ちなみにコナン君はどこの現場へ行っても独自に捜査していた。掴んで放り出そうとした毛利探偵を、私はさりげなく止めて彼の自由にさせた。先ほどの失言のせめてもの償い。
「はー…やっぱどこも同じ答えだったな…」
「そうですね。皆さん、よほど恐怖を感じられたのかあまり話してくれませんでしたね…」
「そうだな。ま、わざわざ恐ろしい目にあったことを思い出して話したがる人なんて少ねェもんだろ。仕方ない…」
毛利探偵が目を伏せた。この人は時々、無意識に私たちよりも気遣いを見せることがある。少年探偵団を事件現場に立ち入ることを怒ったり止めたり。コナン君が毛利探偵事務所にい続けられるのは彼のおかげでもあるだろう。
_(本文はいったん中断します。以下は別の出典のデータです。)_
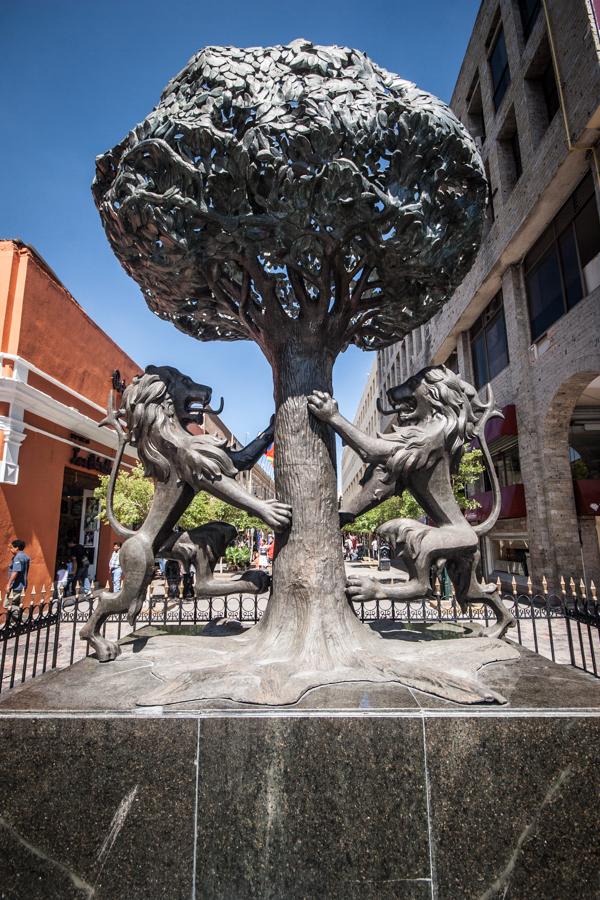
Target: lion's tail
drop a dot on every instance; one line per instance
(112, 419)
(490, 412)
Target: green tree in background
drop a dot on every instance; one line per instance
(406, 507)
(133, 495)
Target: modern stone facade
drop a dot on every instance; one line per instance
(367, 419)
(538, 136)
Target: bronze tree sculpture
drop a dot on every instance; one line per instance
(306, 199)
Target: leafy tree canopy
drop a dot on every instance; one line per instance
(292, 189)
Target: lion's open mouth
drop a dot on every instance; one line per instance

「今日はこの辺にしてまた明日、改めて策を練りましょう。心強い味方もいることですしね。Aさん、明日も来るでしょう?」
「ごめん私、明日は公休…」
「じゃあ仕方ありませんね。明日は我々2人で…」
カンッと、小石が当たったような高い音が車をはじいた。
「ん? なんだ?」
毛利探偵と共に後ろを振り向くと、1台の2人乗りのバイクが後についてきていた。
フルフェイスヘルメットの前列の人物は、当然ながら顔は見えない。しかし、問題は後ろの人物だった。
「皆さん伏せて!!」
零君の鋭い声に問う前に、私たちは本能的に悟って頭を押さえて体を折り曲げた。
間髪入れずに激しい銃声が響いた。久々に聴く刺激的な雨音に手が震える。コナン君側の手は無意識に彼の頭を抱えていた。
「クソッ…」
零君が悪態をつき、耳がねじれそうな音を立てながらFDがカーブする。それだけで胃の中をかき回されそうだ。思わず眉を寄せて口元を押さえた。
「しっかり歯をくいしばって…!」
荒い運転でどこまで走っているのかもはや分からない。
バイクの後ろの人物は黒いゴーグルかサングラスをかけ、その手にライフルを携えて私たちを狙っていた。
このバイクの2人組は誰。聞けたのは銃声がやんで私が気絶から目覚めた時だった。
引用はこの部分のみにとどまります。